KI für Zeitreihen: Modelltypen (Teil 2)
aus der Reihe: “Die Evolution der Künstlichen Intelligenz für sequenzielle Daten”
Nachdem wir uns in der ersten Folge zu den Modelltypen angesehen haben, wie (S)ARIMA-Modelle Vorhersagen mit Hilfe von Autokorrelation treffen, wollen wir uns als Nächstes mit neuronalen Netzen befassen.
Deep Learning mit neuronalen Netzen
Bei KI-Modellen in Form (künstlicher) neuronaler Netze findet die Berechnung von Vorhersagen nicht auf Basis ausgewählter statistischer Merkmale statt. Zwar greifen rekurrente neuronale Netze zur Vorhersage ebenfalls auf zurückliegende Werte zu, jedoch wird die Information aus weiter in der Vergangenheit liegenden Daten nur indirekt über einen internen Speicher, den hidden state, zum nächsten Neuron transportiert.

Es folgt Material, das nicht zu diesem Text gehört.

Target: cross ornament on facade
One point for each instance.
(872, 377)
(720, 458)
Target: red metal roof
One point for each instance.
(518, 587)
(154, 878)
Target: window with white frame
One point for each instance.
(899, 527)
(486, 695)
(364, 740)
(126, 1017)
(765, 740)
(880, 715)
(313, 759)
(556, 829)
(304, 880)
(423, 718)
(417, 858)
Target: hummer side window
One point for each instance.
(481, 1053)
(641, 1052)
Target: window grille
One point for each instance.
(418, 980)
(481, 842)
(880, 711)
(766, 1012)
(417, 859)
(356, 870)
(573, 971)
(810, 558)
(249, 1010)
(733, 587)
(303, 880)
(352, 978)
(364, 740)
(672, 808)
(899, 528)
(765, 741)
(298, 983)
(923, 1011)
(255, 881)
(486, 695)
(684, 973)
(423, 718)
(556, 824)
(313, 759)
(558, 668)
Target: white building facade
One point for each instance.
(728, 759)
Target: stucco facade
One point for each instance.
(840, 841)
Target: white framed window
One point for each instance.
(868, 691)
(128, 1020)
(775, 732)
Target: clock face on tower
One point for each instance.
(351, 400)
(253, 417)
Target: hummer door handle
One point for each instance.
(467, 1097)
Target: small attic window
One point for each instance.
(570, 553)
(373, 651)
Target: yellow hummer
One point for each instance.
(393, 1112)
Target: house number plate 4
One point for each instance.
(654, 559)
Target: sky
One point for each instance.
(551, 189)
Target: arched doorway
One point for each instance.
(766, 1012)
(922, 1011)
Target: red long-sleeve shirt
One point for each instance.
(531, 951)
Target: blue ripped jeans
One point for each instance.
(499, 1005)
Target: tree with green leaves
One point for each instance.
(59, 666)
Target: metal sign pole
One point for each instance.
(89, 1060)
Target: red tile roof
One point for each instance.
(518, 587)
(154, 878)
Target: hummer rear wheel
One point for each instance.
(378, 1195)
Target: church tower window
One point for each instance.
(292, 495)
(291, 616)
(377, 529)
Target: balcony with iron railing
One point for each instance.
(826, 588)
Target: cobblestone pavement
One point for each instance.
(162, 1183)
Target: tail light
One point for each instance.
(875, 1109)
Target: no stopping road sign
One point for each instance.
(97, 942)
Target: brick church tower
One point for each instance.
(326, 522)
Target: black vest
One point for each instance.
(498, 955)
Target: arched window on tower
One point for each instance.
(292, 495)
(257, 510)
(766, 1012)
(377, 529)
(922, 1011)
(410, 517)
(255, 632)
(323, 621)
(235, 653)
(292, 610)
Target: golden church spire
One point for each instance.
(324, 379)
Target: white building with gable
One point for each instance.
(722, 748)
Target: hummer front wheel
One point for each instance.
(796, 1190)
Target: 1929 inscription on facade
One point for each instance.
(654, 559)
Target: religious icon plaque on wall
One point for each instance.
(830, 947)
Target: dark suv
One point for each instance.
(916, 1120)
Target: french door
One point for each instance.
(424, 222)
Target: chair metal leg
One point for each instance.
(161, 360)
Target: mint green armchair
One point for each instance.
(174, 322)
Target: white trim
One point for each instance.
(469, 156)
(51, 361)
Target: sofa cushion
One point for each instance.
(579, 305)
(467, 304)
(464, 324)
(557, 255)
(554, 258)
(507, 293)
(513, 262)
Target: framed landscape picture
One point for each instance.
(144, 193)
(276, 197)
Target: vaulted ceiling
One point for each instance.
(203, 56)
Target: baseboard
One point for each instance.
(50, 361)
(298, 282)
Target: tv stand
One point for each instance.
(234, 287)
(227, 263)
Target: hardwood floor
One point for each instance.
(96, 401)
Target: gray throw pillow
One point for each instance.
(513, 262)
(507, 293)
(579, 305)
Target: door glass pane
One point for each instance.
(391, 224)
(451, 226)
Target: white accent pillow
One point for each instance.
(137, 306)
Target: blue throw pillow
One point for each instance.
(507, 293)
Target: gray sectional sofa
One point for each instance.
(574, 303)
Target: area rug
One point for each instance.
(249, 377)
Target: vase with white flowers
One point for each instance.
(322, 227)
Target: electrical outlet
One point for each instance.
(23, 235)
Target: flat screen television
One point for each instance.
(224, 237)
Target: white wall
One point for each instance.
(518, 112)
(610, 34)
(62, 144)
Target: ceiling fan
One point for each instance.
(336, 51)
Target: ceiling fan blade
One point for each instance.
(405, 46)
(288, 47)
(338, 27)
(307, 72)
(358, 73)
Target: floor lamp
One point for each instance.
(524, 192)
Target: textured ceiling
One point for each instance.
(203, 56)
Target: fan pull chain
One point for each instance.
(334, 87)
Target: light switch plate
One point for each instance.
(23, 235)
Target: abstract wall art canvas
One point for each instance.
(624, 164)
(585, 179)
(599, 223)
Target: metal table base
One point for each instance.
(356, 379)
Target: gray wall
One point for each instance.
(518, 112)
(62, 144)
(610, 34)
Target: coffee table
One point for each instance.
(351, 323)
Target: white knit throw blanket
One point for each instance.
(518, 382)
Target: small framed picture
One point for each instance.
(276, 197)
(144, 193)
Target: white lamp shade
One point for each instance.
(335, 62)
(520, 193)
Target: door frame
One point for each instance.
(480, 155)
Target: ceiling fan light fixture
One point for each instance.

Wie sich der jeweils nächste Datenpunkt auf den Wert im Speicher auswirkt, ist dabei für alle Zeitschritte gleich und wird - wie ein Großteil des Verhaltens neuronaler Netze - durch Gewichte gesteuert. Andere Gewichte bestimmen, wie aus dem Speicher die Ausgabe erzeugt wird, beispielsweise die Vorhersage des nächsten Datenpunktes. Die Gewichte des Netzes sind auch hier das Ergebnis des Modelltrainings. Das Ziel dabei ist, solche Gewichte zu finden, welche die relevante Information in den Daten bestmöglich erfassen, um genaue Vorhersagen zu treffen.

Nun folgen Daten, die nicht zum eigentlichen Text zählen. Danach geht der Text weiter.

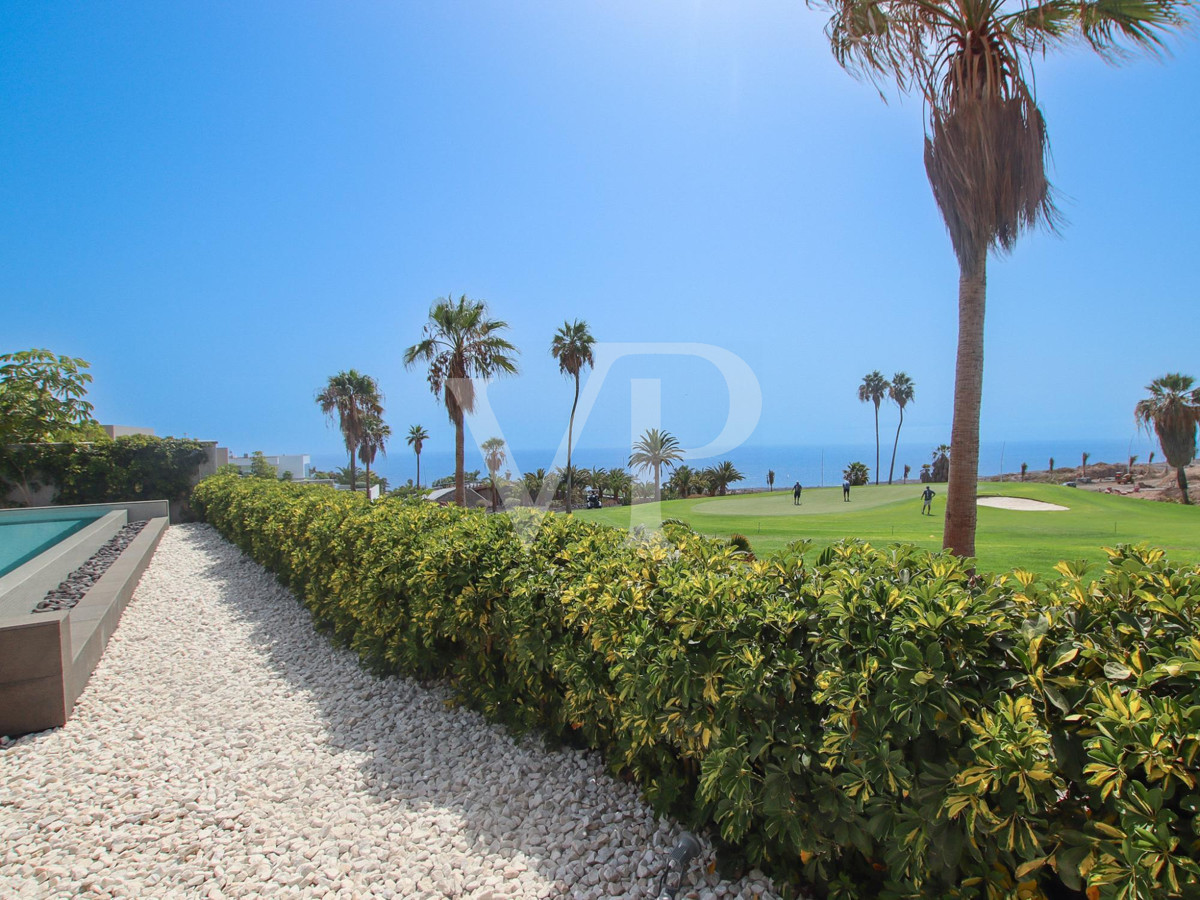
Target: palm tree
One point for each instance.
(654, 450)
(900, 391)
(1173, 409)
(417, 438)
(873, 389)
(573, 349)
(461, 343)
(493, 457)
(353, 397)
(972, 60)
(376, 435)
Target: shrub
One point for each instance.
(137, 467)
(879, 723)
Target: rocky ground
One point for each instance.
(223, 749)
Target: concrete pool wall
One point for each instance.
(47, 658)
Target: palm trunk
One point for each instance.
(570, 432)
(460, 487)
(876, 443)
(892, 468)
(958, 535)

Herausforderung 1: Langzeiteffekte
Da rekurrente neuronale Netze bei der Verarbeitung von Zeitreihen in eine lange Kette mehrerer Neuronen zerlegt werden, zählen sie zu den Methoden des Deep Learning. Diese Struktur macht sie einerseits vielseitig anwendbar, jedoch eignen sie sich trotz des Speichers nicht gut für lange Sequenzen. Je mehr Zeitschritte das Netz verarbeitet, desto länger wird die Kette an Berechnungen und desto weniger gelingt es, im Training die richtigen Gewichte zu finden, um den Einfluss weit zurückliegender Daten auf zukünftige Messwerte abzubilden.
Um langfristige Abhängigkeiten zu modellieren, wie sie in Zeitreihen häufig auftreten, wurde rekurrenten neuronalen Netzen ein Long Short-Term Memory hinzugefügt. Dieser Speicher kann selektiv aus den Eingabedaten lesen, gespeicherte Informationen behalten oder einen Teil vergessen, was die Berechnungsketten auf effektive Weise verkürzt.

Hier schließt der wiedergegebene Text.